Со всех сторон раздались возгласы «прекрасно!», «прекрасно!», и Виньон вернулся на свое место под жидкие рукоплескания. Но парламент уже был прибран к рукам, положение дел выяснилось, результаты голосования были предрешены, и Меж, хотевший опять взять слово, благоразумно решил промолчать. Всеми было замечено спокойствие Монферрана, который слушал Виньона с благодушным видом, как бы воздавая должное таланту противника. А Барру, речь которого была встречена ледяным молчанием, неподвижно сидел в своем кресле, бледный как смерть, словно сраженный и раздавленный во время крушения старого мира.

— Так и есть! — снова воскликнул Массо. — Кабинету крышка! Знаете, этот маленький Виньон далеко пойдет. Говорят, он мечтает об Елисейском дворце. Во всяком случае, ему суждено стать главою будущего кабинета.

Началась баллотировка. В зале поднялся шум и гам. Массо собрался уже уходить, но генерал его удержал:

— Подождите минутку, господин Массо… Как омерзительна эта парламентская стряпня! Вы должны были бы написать об этом в статье, показать, как обессиливает и развращает до мозга костей наш народ эта бессмысленная и грязная болтовня, которая длится целые дни. Битва, в которой лягут костьми пятьдесят тысяч человек, не нанесет стране такого ущерба, не отнимет у нас столько жизненных сил, сколько мы потеряли за десять лет господства этой мерзкой парламентской системы. Зайдите ко мне как-нибудь утречком. Я вас познакомлю с проектом военного закона и докажу, что необходимо восстановить прежнюю армию, состоящую из профессиональных военных и не столь многочисленную, а не то наша национальная армия, омещанившаяся и неимоверно разросшаяся, мертвым грузом потянет ко дну весь народ.

С самого начала заседания Пьер не произнес ни слова. Он внимательно слушал. Сперва его беспокоила судьба брата, но потом им овладело лихорадочное возбуждение, господствовавшее в зале. Вскоре ему стало ясно, что Гильому нечего опасаться. Но какой отзвук одно событие дает другому!
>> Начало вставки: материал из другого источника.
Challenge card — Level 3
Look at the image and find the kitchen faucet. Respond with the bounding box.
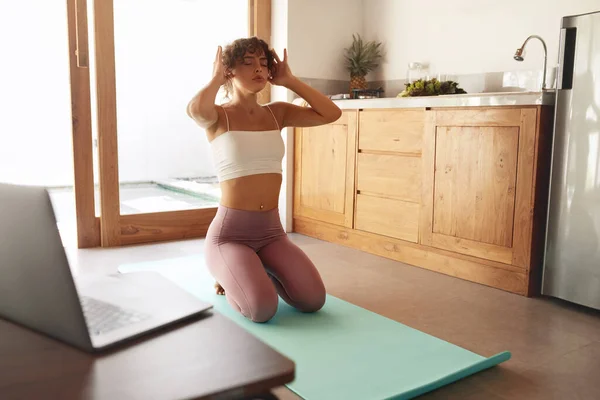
[514,35,548,90]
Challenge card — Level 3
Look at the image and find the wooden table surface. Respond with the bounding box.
[0,311,295,400]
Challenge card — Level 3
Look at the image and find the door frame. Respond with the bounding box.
[66,0,271,248]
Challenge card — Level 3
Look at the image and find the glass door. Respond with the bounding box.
[90,0,270,246]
И какие неожиданные отголоски породил в парламенте арест Сальва! События непрестанно сцеплялись, видоизменялись, влияли одно на другое. Зал кипел, как гигантский котел, и, глядя сверху на ряды депутатов, Пьер угадывал, какие там бушуют страсти и какие сталкиваются интересы. Он наблюдал за ожесточенной борьбой, какую вели между собой Барру, Монферран и Виньон, видел, какой ребяческой радостью сияет лицо грозного Межа, который был в восторге, что ему снова удалось взбаламутить тинистую воду, в которой он всякий раз ловил рыбу для других. Внимание Пьера привлекал и Фонсег, который сидел с безмятежным видом, прозревая будущее, и успокаивал Дютейля и Шенье, напуганных предстоящим падением кабинета. Потом он снова устремлял взгляд на монсеньера Марта; он почти не отрывал глаз от прелата, глядя, как отражаются парламентские бури на его ясном, улыбающемся лице. Можно было подумать, что вся богатая драматическими событиями парламентская комедия была разыграна лишь для будущего торжества, на которое уповал этот епископ. Пока происходил подсчет голосов, Массо и генерал прожужжали Пьеру все уши, толкуя о тактике, о кадрах, о вербовке, и ожесточенно спорили, нуждается ли Европа в кровавой бане. О, несчастное человечество, которое вечно сражается, ведет губительную борьбу и в парламентах, и на полях битв! Когда же наконец оно сложит оружие и построит свою жизнь на основах справедливости и разума?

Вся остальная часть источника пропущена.